2025-11-17 –, Westin - Munich
AI applications surface new, visible risks—but underneath lie amplified traditional ones. The massive data aggregation, probabilistic outputs, and decision‑making power of AI systems make them inherently more critical. To defend these systems, we must extend our security programs and rediscover the strength of foundational security principles. In this talk, we will examine new threats to AI applications, distinguish them from familiar "old" threats, and explore both through a practical threat model of a real‑world AI deployment.
We are using the iceberg metaphor to visualize the relationship between old and new risks. This image operates on multiple levels. Above the surface you see prompt injection, hallucinations… but beneath the waves lie familiar threats and traditional risks—amplified data exposure, access control failures, insecure components. The thesis is simple: new AI risks are real—but don’t throw out your classic AppSec toolkit.
In another interpretation, the image also illustrates how AI applications often function: only a thin layer—usually the API interface—is exposed. Beneath the surface, however, lies a vast repository of data and capabilities (agents) that pose the real danger if compromised. It’s also crucial to consider how AI is integrated into the business case, as that integration directly influences the system’s criticality.
In the example of a real‑world AI application—a RAG‑based scenario—we’ll explore how to conduct risk assessment and threat modeling for AI systems, and examine the role of traditional security measures. We show how classic defenses remain vital for protecting AI applications as we walk through a hands‑on threat‑modeling case. We cover the threat‑modeling process, highlight the new dimensions introduced by AI (including how to seamlessly incorporate EU AI Act requirements), and demonstrate how to include AI‑specific risks into your existing threat‑modeling workflows.
1. Introduction
First, we will briefly examine real-world AI application scenarios and the marketing expectations surrounding them. Use cases such as "I want AI to manage my calendar and book my concert tickets" (Meredith Whittaker) illustrate the risks and broad access that AI systems demand. The goal is to highlight the inherent risks (related to data and agency) of AI systems.
2. Risks for AI and ML Systems
We survey the AI/ML risks identified in OWASP LLM Top 10 (2025) and the OWASP ML Top 10 (2023), and briefly touch on the EU AI Act’s system‑classification framework. This will remain a concise overview—assuming the audience already knows most of these risks—with just enough explanation to set the stage.

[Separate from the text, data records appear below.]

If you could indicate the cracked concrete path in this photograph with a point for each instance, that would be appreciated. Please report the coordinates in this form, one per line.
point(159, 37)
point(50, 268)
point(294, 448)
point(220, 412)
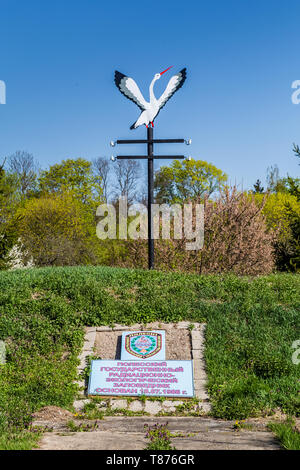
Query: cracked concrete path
point(126, 433)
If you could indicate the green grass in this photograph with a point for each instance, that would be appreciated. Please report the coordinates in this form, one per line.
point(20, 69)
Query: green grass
point(251, 325)
point(286, 434)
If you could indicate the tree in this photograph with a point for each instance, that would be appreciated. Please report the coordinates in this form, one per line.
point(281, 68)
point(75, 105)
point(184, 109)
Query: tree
point(236, 240)
point(272, 178)
point(127, 173)
point(57, 230)
point(288, 249)
point(258, 188)
point(296, 150)
point(102, 169)
point(8, 234)
point(24, 167)
point(74, 177)
point(187, 180)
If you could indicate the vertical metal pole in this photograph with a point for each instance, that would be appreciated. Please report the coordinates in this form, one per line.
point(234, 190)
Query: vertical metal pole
point(150, 199)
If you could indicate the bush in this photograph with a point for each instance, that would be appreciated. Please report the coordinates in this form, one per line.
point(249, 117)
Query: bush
point(235, 240)
point(282, 212)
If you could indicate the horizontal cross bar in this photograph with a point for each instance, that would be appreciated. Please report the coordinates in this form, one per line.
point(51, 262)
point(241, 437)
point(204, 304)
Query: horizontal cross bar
point(153, 141)
point(154, 157)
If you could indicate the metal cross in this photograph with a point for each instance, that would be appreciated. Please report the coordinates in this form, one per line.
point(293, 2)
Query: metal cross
point(150, 157)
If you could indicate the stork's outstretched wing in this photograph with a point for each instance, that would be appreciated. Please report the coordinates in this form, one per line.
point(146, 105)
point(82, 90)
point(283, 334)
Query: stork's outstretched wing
point(174, 84)
point(129, 88)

We then contrast the EU AI Act’s “limited‑risk” versus “high‑risk” requirements, so the audience can appreciate the non‑technical obligations (e.g., user transparency) and how they extend beyond purely technical controls, showing the importance of considering the use cases and integration of the AI system for a full understanding of threats and risks.
We finally distill these technical and regulatory requirements into a unified, adapted “threat list” (leveraging AI) that we’ll use in our subsequent threat modeling exercise.
3. Practical Example
We walk through a threat modeling process applied to a “limited‑risk” RAG‑based AI system that helps a production company find the right suppliers for specific product parts:
- System Analysis (Architecture and Data flows)
- System Classification (per AI Act)
- Identification of relevant compliance requirements (e.g. from the EU AI Act)
- Applying a traditional threat model where we look into the detail in the system (and basically follow Shoestack’s 4 step framework using the threat list referenced before).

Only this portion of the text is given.